E credeva nel Noir. Lo aveva promesso a suo nonno.
-Fine-
Patate arrosto e aioli veg
Ingredienti per 4 persone
Per le patate arrosto:
8 patate medie
Sale fino
Pepe nero al mulinello
Olio extravergine di oliva
Per la salsa aioli:
1 patata piccola (lessata e lasciata raffreddare a temperatura ambiente)
3 spicchi d’aglio
75 ml olio extravergine di oliva
60 ml latte di riso
Il succo di ½ limone
1 cucchiaino di sale fino
Monda le patate e tagliale a spicchi. Condiscile con abbondante olio evo, aggiusta di sale e aggiungi una macinata di pepe.
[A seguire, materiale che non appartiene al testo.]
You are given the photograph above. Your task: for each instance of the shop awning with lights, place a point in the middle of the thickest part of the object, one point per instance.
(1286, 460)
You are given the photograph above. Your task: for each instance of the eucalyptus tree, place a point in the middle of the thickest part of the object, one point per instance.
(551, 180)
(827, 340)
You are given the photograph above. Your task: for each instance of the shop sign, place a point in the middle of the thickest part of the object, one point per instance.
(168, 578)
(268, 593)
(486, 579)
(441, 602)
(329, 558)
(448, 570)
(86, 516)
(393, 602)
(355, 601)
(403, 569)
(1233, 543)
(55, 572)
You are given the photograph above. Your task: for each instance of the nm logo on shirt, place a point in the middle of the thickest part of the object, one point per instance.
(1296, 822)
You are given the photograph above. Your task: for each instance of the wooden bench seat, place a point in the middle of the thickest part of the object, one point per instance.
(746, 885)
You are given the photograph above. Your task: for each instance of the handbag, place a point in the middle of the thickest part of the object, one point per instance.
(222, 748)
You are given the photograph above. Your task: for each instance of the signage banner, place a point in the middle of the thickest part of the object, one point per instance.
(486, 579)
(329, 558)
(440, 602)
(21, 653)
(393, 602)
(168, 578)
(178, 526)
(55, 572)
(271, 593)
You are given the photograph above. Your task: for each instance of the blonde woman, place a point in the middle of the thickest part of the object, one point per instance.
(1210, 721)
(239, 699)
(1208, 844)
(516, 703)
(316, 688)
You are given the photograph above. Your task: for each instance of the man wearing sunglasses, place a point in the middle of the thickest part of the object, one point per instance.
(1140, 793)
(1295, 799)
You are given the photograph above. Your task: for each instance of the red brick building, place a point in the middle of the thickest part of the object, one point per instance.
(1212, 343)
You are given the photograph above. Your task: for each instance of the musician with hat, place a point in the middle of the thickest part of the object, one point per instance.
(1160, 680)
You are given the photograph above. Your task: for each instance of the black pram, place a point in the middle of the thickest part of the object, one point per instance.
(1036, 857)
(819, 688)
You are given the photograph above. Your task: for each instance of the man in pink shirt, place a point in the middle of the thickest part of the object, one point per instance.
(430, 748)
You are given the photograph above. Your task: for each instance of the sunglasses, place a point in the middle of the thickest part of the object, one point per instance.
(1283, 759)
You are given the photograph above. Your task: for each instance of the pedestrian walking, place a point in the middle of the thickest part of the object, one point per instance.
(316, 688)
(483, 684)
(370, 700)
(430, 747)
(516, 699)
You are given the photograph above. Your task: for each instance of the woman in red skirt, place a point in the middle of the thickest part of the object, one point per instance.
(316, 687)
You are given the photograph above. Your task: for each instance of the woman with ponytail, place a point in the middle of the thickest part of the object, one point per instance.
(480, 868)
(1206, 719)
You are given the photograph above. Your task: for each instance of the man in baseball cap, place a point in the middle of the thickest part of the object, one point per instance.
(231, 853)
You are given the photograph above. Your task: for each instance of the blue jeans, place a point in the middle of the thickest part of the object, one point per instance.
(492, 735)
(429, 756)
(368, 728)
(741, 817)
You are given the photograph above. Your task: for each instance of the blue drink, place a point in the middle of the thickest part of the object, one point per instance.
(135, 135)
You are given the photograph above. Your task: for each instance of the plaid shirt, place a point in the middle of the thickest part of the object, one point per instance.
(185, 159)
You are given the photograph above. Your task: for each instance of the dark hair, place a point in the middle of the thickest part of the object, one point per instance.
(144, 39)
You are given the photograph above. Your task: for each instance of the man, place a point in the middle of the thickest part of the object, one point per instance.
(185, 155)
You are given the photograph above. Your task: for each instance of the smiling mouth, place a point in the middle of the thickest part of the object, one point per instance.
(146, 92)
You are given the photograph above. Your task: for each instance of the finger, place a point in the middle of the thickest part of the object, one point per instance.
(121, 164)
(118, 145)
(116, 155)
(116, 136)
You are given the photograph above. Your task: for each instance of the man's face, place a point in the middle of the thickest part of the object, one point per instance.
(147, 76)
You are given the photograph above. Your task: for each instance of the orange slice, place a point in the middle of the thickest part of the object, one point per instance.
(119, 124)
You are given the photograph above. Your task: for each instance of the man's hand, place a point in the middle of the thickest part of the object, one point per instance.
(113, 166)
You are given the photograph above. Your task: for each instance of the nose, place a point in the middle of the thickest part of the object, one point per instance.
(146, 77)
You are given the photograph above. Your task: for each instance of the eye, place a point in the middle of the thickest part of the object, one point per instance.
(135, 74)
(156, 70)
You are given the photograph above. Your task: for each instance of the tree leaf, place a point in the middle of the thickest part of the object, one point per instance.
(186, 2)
Inforna a 220° per circa 40 minuti (girale a metà cottura molto delicatamente).
Nel frattempo, pesta in un mortaio gli spicchi d’aglio (privati dell’anima) assieme al sale fino, fino ad ottenere una pasta. Aggiungi quindi la patata e pestala assieme all’aglio.
Mescola velocemente unendo a filo l’olio evo alternato con il latte di riso. Sempre battendo il tutto velocemente, unisci infine il succo di limone appena spremuto (la salsa deve avere la consistenza della maionese).
Servi le patate calde assieme alla salsa.
Conserva la salsa in un vaso di vetro a chiusura ermetica per un massimo di 3 giorni.
CHIARA dice
Non passo da tantissimo e lo ammetto, anche se ho salvato tutti i capitoli del tuo racconto, non ho ancora avuto tempo di leggerli…però posso assolutamente giurarti che c’è proprio ora una patata che bolle sul fuoco per provare al volo questa aioli veg 🙂
Un abbraccio grandissimo Ale <3
Margherita dice
Io sono quella che va a leggere l’ultima pagina dei libri – lo so é allucinante, ma é cosi- e quando quello che percepisco della fine mi piace, mi concentro sulla lettura ancora di più. Qui era ovviamente impossibile, ma il lieto fine mi ha lasciato un bel sorrido sulle labbra, non sono forse queste le storie più belle??? Ammetto che le patate arrosto sono il mio tallone d’Achille, le tue mi fanno una gola pazzesca, se penso poi che c’é quella salsina ad accompagnarle, giuro che non so come fare ad aspettare l’ora di cena (manca ancora 1 ora!!!). Un bacio grande!